Photo courtesy by: Jeff Janowski / UNCW
This was the deepest station for fish trawls, and therefore this sampling event took the longest amount of time. However, the outcome provided some rare / cryptic species that our fish crew, Tiana Degrande and Sam Sanders, were excited about! Species included frogfish, goosefish, and batfish.

Photo courtesy by: Jeff Janowski / UNCW
For our third event of this station, a CTD/ holographic plankton imaging system / niskin rosette is deployed in order to simultaneously collect abiotic conditions, in-situ images of plankton, and water across the depth profile. A water budget is created in order to assure each scientist is allotted their required amount of water per depth for their analysis.

Photo courtesy by: Jeff Janowski / UNCW
Students and faculty can observe a live profile of the abiotic conditions through depth. This gives them an idea as to how the salinity, temperature, dissolved oxygen, turbidity, and chlorophyl are changing as depth changes.

Photo courtesy by: Jeff Janowski / UNCW
Researchers gather around the niskin rosette like animals to a watering hole, collecting their designated amount of water and heading back to their lab stations.

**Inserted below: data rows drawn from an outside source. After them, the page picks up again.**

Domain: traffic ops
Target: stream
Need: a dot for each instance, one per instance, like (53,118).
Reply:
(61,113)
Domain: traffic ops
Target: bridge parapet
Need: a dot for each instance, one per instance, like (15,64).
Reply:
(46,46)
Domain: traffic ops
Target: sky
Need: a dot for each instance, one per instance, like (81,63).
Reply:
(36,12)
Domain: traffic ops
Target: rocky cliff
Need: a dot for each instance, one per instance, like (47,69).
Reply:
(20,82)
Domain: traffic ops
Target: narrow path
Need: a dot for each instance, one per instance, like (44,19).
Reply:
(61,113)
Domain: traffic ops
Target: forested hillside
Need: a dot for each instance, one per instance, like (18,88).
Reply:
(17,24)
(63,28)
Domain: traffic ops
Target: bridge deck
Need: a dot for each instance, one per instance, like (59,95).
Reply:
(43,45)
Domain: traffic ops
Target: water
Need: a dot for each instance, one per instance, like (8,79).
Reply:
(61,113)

Graduate students Rachel Wood and Jess Shearer, pictured, collect water for their analyses of vitamins and nutrients.

Photo courtesy by: Jeff Janowski / UNCW
Water samples collected are used to assess Dissolved Organic Carbon (DOC), Dissolved Inorganic Carbon (DIC), Particulate Organic Carbon (PIC), Particulate Inorganic Carbon (POC), Dissolved Oxygen (DO), Nutrients, Vitamins, Isotopes, Archaea, Coccolithophores, and Osmolytes.

Photo courtesy by: Jeff Janowski / UNCW
Some analysis set ups are quite intricate, as seen above with Post Doc student Melanie Cohn observing live measurements of oxygen.

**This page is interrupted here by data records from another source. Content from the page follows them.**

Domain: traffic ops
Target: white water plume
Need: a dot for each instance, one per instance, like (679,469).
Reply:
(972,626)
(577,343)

Photo courtesy by: Jeff Janowski / UNCW
While the research vessel lab setup kept us in close quarters, it was a collaborative and educational space for all as we observed analyses that we do not normally partake in. Allie Sells and Dr. Bradley Tolar working side by side as they filter water for Archaea DNA pictured above.

Photo courtesy by: Jeff Janowski / UNCW
To wrap up our first full day at sea, we partake in a research cruise tradition. Styrofoam cups are passed around along with a variety of markers. Everyone decorates their very own (normal-sized) cruise-cup! Come tomorrow, we will arrive at our deepest stations in the Gulf Stream, where these cups will travel with our instruments to the bottom!